At Lycoberry, we believe in using the treasures the earth gives us. And in treating the earth kindly in return. That’s why we harvest respectfully from the wild.

Q. Where does Lycoberry source its berries?

A: All our berries are wild harvested in the United States. Lycoberry is creating an innovative model for commercializing a wild crop by building a network of local foragers, people who have been passionate advocates for this plant for a long time. They know and respect the land and believe in using the gifts that nature gives us.

The founders of Lycoberry get to know the harvesters personally. They visit the land they are picking and inspect the thickets so they can feel confident that they are delivering the highest quality, most pristine fruit possible. Lycoberry crops never come from roadsides or any other site that could harbor potential contaminants. And of course, Mother Nature always farms organic even if she’s not certified!

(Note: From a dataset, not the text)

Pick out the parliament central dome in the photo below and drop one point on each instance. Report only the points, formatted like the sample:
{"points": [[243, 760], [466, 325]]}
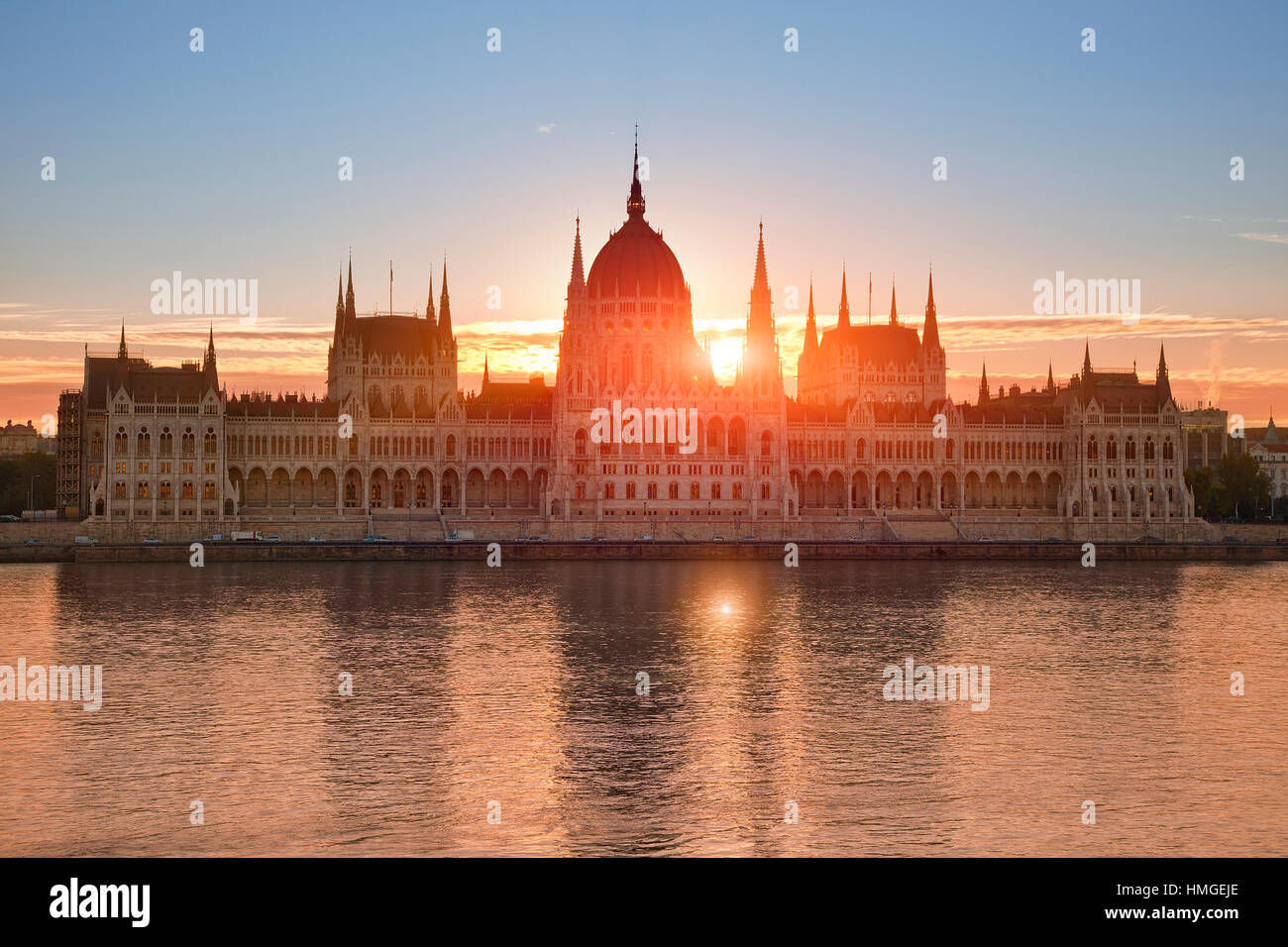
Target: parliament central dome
{"points": [[635, 261]]}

Research suggests that the time of harvest and post-harvest handling have a significant impact on the lycopene content of the berries. All of our foragers follow our strict harvest protocol that maximizes nutrient content.

Q. What about the invasive species problem?

A: Elaeagnus Umbellata was first introduced into North America in 1830 as an ornamental plant. Much later it was planted extensively by government agencies to control erosion and renew depleted land. Its ability to establish in poor soil conditions made it ideal for these projects but also helped it to proliferate, and it is now classified as an ‘invasive species’ in several states.

The spread of non-native species is considered a threat to native eco-systems, and today many government agencies and conservation groups are responding with chemical eradication strategies. Many academic ecologists, though, agree that these plants are here to stay and the best approach is to learn to get along with them.

By picking the berries, we are helping to stop the spread. Birds, deer, and other animals love these berries as much as we do. Unfortunately, they’re not as finnicky as we are about where they deposit the seeds, and new plants get started. If we get our hands on them first, the seeds will be contained.

We love the idea of turning a “weed” into a valuable crop. It is a much healthier, more sustainable solution than flooding the earth with the noxious chemicals used to kill them.

Q. How much Lycopene should I have in my diet?

A: Researchers have not reached consensus about a recommended daily intake of Lycopene. But Edward Giovannucci, lycopene expert at Harvard, advises at least 10mg.

Q. Is it possible to get too much Lycopene?

A: Several studies have shown that as a practical matter lycopene toxicity is impossible. Additionally, Lycoberry sells only whole food products, not supplements.